萧淑和正在好奇的年纪,看到新鲜的东西就要抓两把,抓完了还要放到嘴巴里咬一咬,觉得味道不好就往地上扔一扔,还要踩两脚。这都是正常婴幼儿的正常反应,徐莹看着女儿这样还乐呢。

萧淑和自打出生就没见过纸笔,此时见了大感新鲜,伸手就要抓。萧复礼眼睁睁地看着二娘两只胖手伸到了他的大作上就要拎起来!他是知道这丫头的习惯了,眼看自己的习作要遭殃,徐莹也不管——徐莹那是很开心女儿知道跟萧复礼多相处呢。

郑琰已经轻轻巧巧捏着小姑娘两只袖子把两只胖爪给拎悬空了:“怎么乱摸呀?沾上墨,染成个小花猫可就不能看了。”

徐莹道:“快把她抱了来,别弄脏了脸。”

萧复礼小小松了一口气,郑琰很轻易就感觉到了他情绪的波动,对他解释道:“二娘还小,这是好奇呢。”

徐莹抱着挣扎着想要拿字纸的女儿,塞了一张纸到她手里,二娘扔到一边,两只手还冲着桌案伸着:“要那个。”她就认准了萧复礼的字纸了,眼睛里已经积蓄了足够的水份眼看就要决堤。

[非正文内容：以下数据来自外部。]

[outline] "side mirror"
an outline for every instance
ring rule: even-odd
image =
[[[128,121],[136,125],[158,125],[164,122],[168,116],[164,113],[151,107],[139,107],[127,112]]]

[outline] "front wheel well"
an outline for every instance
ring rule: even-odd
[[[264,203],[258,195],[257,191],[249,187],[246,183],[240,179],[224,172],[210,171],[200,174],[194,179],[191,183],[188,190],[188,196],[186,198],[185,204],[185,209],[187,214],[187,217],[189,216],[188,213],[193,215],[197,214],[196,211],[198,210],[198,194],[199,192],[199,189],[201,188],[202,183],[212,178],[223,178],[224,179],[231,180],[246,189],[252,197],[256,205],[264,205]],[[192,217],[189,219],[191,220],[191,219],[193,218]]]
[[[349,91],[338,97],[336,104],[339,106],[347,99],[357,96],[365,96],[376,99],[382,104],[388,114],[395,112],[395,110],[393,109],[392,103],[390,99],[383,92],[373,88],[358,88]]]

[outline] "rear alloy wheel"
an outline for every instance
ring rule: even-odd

徐莹道:“别闹。”眼睛却瞄向萧复礼,萧复礼很识趣,顿了一下,亲自把字纸拿给二娘。二娘拿了乐呵呵地拿了,抓着一拧两拧,这纸质量不错,还有韧性,没撕破,却揉得皱了。徐莹拍拍女儿的手:“你还真闹了!”二娘一扭身子,发现自己的手上染了墨,把纸团子一扔,看着脏掉的小手,委屈得要哭,还把手展示给徐莹看。徐莹忙道:“快打水给她洗手。”

纸皱了,萧复礼很心疼。郑琰拎起纸来,展平了,放到桌子上:“好啦,接着写。”

“哎。”

“下午到前头,自己复习,明天我要检查功课,一个字写一百遍。我让老翁给你准备纸笔。”

“嗯!”

郑琰觉得,有必要跟徐莹谈一谈了。

混政字头的人,最难得的天赋就是预知危险,需要时时修炼的技能是见微知著,耐心与果断同样重要,有时候是快刀斩乱麻,有时候要伏线千里,郑琰这几项水平在不断的锻炼中水平进步很快。她几乎是在最早的时候就发现了徐莹与萧复礼、二娘三人之间存在着问题。

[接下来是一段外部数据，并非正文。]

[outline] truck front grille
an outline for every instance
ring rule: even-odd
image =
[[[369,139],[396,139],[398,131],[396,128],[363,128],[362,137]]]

过继嗣子这件事情本身就存在着风险,但是萧复礼过继,双赢的可能性比另人都大。一个与亲生父亲关系不好而生母又卑微的嗣子,不但对无子的徐莹有好处,对于身处困境的钱氏母子也有莫大的好处。双方完全可以和平相处。正是因为看到了这一点,郑琰才会二话不说去顺着郑靖业的安排促成此事。她不希望双方关系变差,更不想任何一方受到伤害——本来应该过得很好的。

现在却显出一些很不好的征兆来了。

然而,郑琰没有冒然就约谈徐莹,谈话是个技术活,要不心理医生收费怎么这么贵呢。如果是游说,就更有技术含量了。你得注意方式方法,还得会找切入点,还得有一个合适的时机,措词也要格外小心。皇太后不是能够随便碾压的,郑琰也不愿意因为自己直白的挑明留下后患,燃烧了自己,便宜了别人。

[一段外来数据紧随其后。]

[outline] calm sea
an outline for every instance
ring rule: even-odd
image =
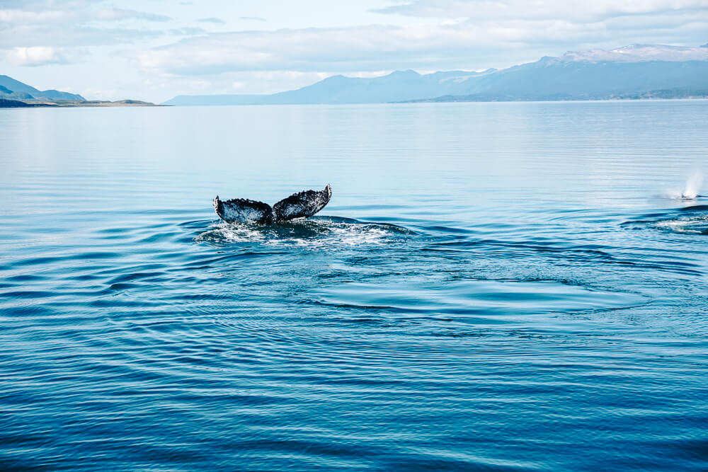
[[[4,471],[708,470],[708,101],[0,130]]]

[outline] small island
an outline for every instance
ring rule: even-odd
[[[86,100],[78,93],[57,90],[40,91],[8,76],[0,75],[0,108],[38,107],[158,107],[139,100]]]

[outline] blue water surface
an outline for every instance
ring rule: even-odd
[[[1,110],[0,468],[708,470],[707,123]]]

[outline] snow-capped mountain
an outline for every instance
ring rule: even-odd
[[[611,51],[600,49],[580,52],[569,51],[559,57],[558,60],[566,62],[579,61],[588,62],[708,61],[708,45],[699,47],[662,45],[632,45],[613,49]]]
[[[273,95],[181,96],[168,105],[379,103],[708,97],[708,45],[634,45],[566,52],[482,72],[334,76]]]

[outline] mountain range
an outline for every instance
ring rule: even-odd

在跟徐莹谈话之前,郑琰做了不少准备工作。她用心观察了半个月——要有些实例样本才能做总结,才能有说服力——就郑琰几次授课情况来看徐莹不是不重视萧复礼,只要萧复礼需要,读书用的笔墨纸砚、识字课本、符合小孩子身高的桌椅板凳、还没开始的学习的琴棋器谱…甚至连萧复礼写字累了按摩胳膊腿儿的人都预备下了——虽然萧复礼作为皇帝待遇肯定不会差——称得上是尽职尽心了。

但是,一旦二娘出现了,徐莹必然下意识地把女儿放在前面。她舍不得让独生女儿受一丁点儿委屈,舍不得压抑二娘的天性,也心疼二娘没有父亲的疼爱。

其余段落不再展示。